This page was recently updated. What do you think about it? Let us know!.

Connect Dropbox to your preprocessing pipeline, and use the Unstructured Ingest CLI or the Unstructured Ingest Python library to batch process all your documents and store structured outputs locally on your filesystem.

The requirements are as follows.

  1. A Dropbox account.

  2. A Dropbox app for your Dropbox account. To create a Dropbox app, do the following:

    a) Sign in to the Dropbox Developers portal with the same credentials as your Dropbox account.
    b) Open your App Console.
    c) Click Create app.
    d) For Choose an API, select Scoped access.
    e) For Choose the type of access you need, select App folder.
    f) Enter a name for your app, and then click Create app.
    g) On the app’s Permissions tab, under Files and folders, check the boxes labelled files.content.read or files.content.write or both, depending on whether you want to read files, write files, or both. Then click Submit.
    h) On the app’s Settings tab, note the value of the App folder name field. This is the name of the app folder that Dropbox will create under the Apps top-level folder in your Dropbox account that the Dropbox app will use for access. If you change the value of App folder name field here, Dropbox will create an app folder with that name under the Apps top-level folder instead.
    i) Under OAuth 2, next to Generated access token, click Generate. Copy the value of this access token. You should only click Generate after you have completed all of the preceding steps first. This is because the access token is scoped to the specific app folder and settings at the time the access token is generated. If you change the app folder name or any of the permissions later, you should regenerate the access token.

    Access tokens are valid for only four hours after they are created. After this four-hour period, you can no longer use the expired access token. Dropbox does not allow the creation of access tokens that are valid for more than four hours.

    To replace an expired access token, you must first generate a refresh token for the corresponding access token. To learn how to generate an access token and its corresponding refresh token, see Replace an expired access token, later in this article.

    If you do not already have the corresponding refresh token for an existing access token, or if you lose a refresh token after you generate it, you must generate a new access token and its corresponding refresh token.

    Instead of continualy replacing expired access tokens yourself, you can have Unstructured do it for you as needed; just supply Unstructured with the refresh token along with the Dropbox app’s App key and App secret values. To learn how to supply these to Unstructured, look for mentions of “refresh token,” “app key,” and “app secret” in the connector settings later in this article.

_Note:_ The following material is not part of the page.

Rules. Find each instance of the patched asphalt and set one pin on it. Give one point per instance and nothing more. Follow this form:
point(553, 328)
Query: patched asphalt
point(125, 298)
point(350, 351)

  3. The app folder that your Dropbox app will use for access can be found in your Dropbox account under the Apps top-level folder. For example, if the value of the App folder name field above is my-folder, then the app folder that your Dropbox app will use for access can be found under https://dropbox.com/home/Apps/my-folder

    Your Dropbox app will not have access to upload or download files from the root of the app folder. Instead, you must create a subfolder inside of the app folder for your Dropbox app to upload or download files from. You will use the name of that subfolder when specifying your remote URL in the next step. For example, if your Dropbox app uses an app folder named my-folder for access within the Apps top-level folder, and you create a subfolder named data within the my-folder app folder, then the subfolder that your Dropbox app will upload and download files from can be found under https://dropbox.com/home/Apps/my-folder/data

  4. Note the remote URL to your subfolder inside of the app folder, which takes the format dropbox://<subfolder-name>. For example, if your Dropbox app uses an app folder named my-folder for access within the Apps top-level folder, and you create a subfolder named data within the my-folder app folder, then the remote URL is dropbox://data

Replace an expired access token

Dropbox app access tokens are valid for only four hours. After this time, you can no longer use the expired access token.

To have Unstructured automatically replace expired access tokens on your behalf, do the following:

  1. Get the app key and app secret values for your Dropbox app. To do this:

    a) Sign in to the Dropbox Developers portal with the same credentials as your Dropbox account.
    b) Open your App Console.
    c) Click your Dropbox app’s icon.
    d) On the Settings tab, next to App key, copy the value of the app key.
    e) Next to App secret, click Show, and then copy the value of the app secret.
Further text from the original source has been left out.